By Daryl Guppy
The United States pulled out of Afghanistan and Vice President Kamala Harris swung through Singapore and Vietnam on a diplomatic visit. What does this mean for businesses and investors who are engaged with China?
The first observation is that the withdrawal from Afghanistan frees up the U.S. to increase its focus on other areas it perceives as a problem or a threat. This re-focus is often framed as a security issue so there is no prize for guessing that it includes China and the South China Sea. Harris was keen to make it clear that America is back in the region although this message carried more of a security influence than a trade orientation.

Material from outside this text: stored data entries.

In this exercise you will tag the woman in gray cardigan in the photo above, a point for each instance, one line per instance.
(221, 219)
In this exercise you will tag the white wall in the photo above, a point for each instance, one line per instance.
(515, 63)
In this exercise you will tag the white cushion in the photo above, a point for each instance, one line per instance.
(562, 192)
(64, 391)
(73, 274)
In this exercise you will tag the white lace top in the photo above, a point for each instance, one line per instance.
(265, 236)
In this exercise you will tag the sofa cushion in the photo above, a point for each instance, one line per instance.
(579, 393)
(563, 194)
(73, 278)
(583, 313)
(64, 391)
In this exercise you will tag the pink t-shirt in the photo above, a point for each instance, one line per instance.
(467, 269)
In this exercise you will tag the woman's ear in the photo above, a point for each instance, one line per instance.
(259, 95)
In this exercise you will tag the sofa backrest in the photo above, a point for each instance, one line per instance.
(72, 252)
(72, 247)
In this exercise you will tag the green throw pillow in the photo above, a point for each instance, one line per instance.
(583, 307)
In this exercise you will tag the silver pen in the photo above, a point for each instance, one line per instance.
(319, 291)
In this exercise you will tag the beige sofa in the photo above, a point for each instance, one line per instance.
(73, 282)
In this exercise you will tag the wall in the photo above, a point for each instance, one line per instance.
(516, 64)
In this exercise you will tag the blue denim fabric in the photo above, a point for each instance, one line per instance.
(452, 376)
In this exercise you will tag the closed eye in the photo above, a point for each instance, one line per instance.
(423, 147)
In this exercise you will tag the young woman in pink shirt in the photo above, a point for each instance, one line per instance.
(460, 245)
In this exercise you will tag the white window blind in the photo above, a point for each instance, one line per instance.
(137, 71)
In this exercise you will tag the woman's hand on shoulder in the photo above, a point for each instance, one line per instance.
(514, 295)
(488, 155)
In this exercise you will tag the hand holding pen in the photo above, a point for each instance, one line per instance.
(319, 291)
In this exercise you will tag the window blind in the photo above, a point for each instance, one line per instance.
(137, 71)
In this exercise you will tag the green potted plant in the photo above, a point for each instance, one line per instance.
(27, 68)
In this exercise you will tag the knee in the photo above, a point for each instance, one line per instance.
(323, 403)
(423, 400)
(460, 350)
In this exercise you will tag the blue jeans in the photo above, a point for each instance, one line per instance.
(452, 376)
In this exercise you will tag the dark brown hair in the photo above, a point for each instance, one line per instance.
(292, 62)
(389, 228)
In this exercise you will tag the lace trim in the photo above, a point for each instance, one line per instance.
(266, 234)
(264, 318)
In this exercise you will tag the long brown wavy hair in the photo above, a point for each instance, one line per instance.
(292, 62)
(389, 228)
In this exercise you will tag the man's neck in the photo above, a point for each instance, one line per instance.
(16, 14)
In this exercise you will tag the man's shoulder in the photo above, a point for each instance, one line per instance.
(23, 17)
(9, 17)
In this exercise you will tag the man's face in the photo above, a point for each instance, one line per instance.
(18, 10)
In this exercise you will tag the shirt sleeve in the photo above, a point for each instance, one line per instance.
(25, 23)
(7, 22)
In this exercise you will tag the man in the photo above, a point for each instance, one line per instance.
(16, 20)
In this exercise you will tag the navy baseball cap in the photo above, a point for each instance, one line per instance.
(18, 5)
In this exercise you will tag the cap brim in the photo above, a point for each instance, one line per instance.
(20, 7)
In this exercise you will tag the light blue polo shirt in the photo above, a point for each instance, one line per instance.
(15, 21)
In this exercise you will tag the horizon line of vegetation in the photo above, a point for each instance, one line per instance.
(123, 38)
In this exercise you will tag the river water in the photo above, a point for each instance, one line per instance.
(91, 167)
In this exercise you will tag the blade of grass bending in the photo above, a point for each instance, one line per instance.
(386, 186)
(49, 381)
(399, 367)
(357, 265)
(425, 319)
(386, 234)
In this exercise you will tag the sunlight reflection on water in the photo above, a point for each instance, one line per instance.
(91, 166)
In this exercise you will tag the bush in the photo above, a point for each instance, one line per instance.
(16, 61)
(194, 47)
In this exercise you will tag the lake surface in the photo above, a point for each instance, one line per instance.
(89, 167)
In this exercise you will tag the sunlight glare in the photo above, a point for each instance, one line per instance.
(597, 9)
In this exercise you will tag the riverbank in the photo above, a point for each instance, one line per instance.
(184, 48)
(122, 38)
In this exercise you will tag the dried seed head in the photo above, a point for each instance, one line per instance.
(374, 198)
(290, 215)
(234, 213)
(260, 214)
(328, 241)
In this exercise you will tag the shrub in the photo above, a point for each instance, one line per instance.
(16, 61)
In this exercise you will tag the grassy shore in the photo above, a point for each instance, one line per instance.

President Joe Biden faces strong protectionist pressure not to re-join the mega trade deal originally known as the Trans-Pacific Partnership because it detracts from jobs at home. Australia and others put the proposal on life-support when former President Donald Trump refused to participate. The deal was recast as the Comprehensive and Progressive Agreement for Trans-Pacific Partnership. However it remained true to its roots as former President Barack Obama had framed the original agreement as an anti-China initiative.
The focus on security, rather than trade, that formed the background to the Harris visit sounds some bells of caution for investors, particularly given the U.S. predilection for unilaterally imposing sanctions. Both Singapore's Prime Minister Lee Hsien Loong and Vietnamese President Nguyen Xuan Phuc provided lukewarm support for the idea of standing side by side with the U.S. from a military perspective.
Companies and investors will need to walk a finely balanced line if they wish to avoid becoming collateral damage in this arena as an increasing range of every-day services are being reclassified and placed under a security umbrella.
The second observation is the U.S. commitment to creating a digital divide. The proposed "digital trade deal" among the economies of the Asia-Pacific is specifically designed to lock-out China. This follows the Huawei-ban template used in Australia which the U.S. is keen to roll-out on a global scale.
In reality, this approach is already a non-starter as it's untenable for Asia-Pacific countries to lock-out China. There is already a high degree of integration and economic benefits from engagement with China in this area. Huawei, for example, has announced it is investing $100 million into over 1,000 software start-ups throughout Southeast Asia. The Singapore government is offering support grants for companies to develop and use software that is compatible with Chinese trade and transfer protocols.
It is difficult, but not impossible for the U.S. to now attempt to shape the region's digital initiatives while excluding China. However, business and investors cannot afford to relax. The strongest weapon in the U.S. arsenal of trade coercion is the dominance of the international trade settlement system based on the U.S. dollar. Investment risk comes when companies doing business with China are excluded from the U.S. dollar settlement system.
This is the third observation. The weaponization of the U.S. dollar was a tool used with increasing frequency by President Trump and this set a precedent for a more tactical application within the SWIFT settlement system. The U.S. banking system was "disrupted" by the tech giants, breaking the centuries-old banking grip on the financial system.
Now the international banking system is being disrupted by the same forces with the development of sovereign digital currencies. China has moved steadily to develop this as a viable alternative for cross-border trade settlement. It is consistent with the Belt and Road Initiative.
China has begun to move away from the U.S. dollar in its business with a number of ASEAN countries. This includes a local currency trade agreement with Indonesia and the establishment of an RMB bank in the Philippines. Trade partners within the region increasingly have alternatives to trade settlement in U.S. dollars and this reduces the sanctions threat.
The final key observation is applicable now in a way that has not been the case in recent decades. China is a regional neighbor whilst the U.S. is now seen as just a visitor. China, not the U.S., has reinforced its regional ties by framing, joining and quickly ratifying the ASEAN-led Regional Comprehensive Economic Partnership. Despite being fiercely opposed by the United States, the Belt and Road Initiative provides a regional trade platform that cannot be matched by any U.S. proposal.
Mutual investment between China and ASEAN exceeded $310 billion as of June 2021. The business revenue of Chinese enterprises from project contracts in ASEAN countries was around $350 billion over the same period. Veiled threats about the relationship between trade and security from the United States may make business more difficult in the short term but the new digital frontiers have made such threats less effective.
Regional business and business engagement with China is booming. The U.S. may try to play a spoiling action but the reality on the ground suggests the Chinese engagement is built on long-term historical relationships that recognize the geographical reality of the region.
Visitors are welcome but guests must know how to behave.
The author is an international financial technical analysis expert. He has provided weekly Shanghai Index analysis for Chinese mainland media for more than a decade. Guppy appears regularly on CNBC Asia and is known as "The Chart Man." He is a national board member of the Australia China Business Council.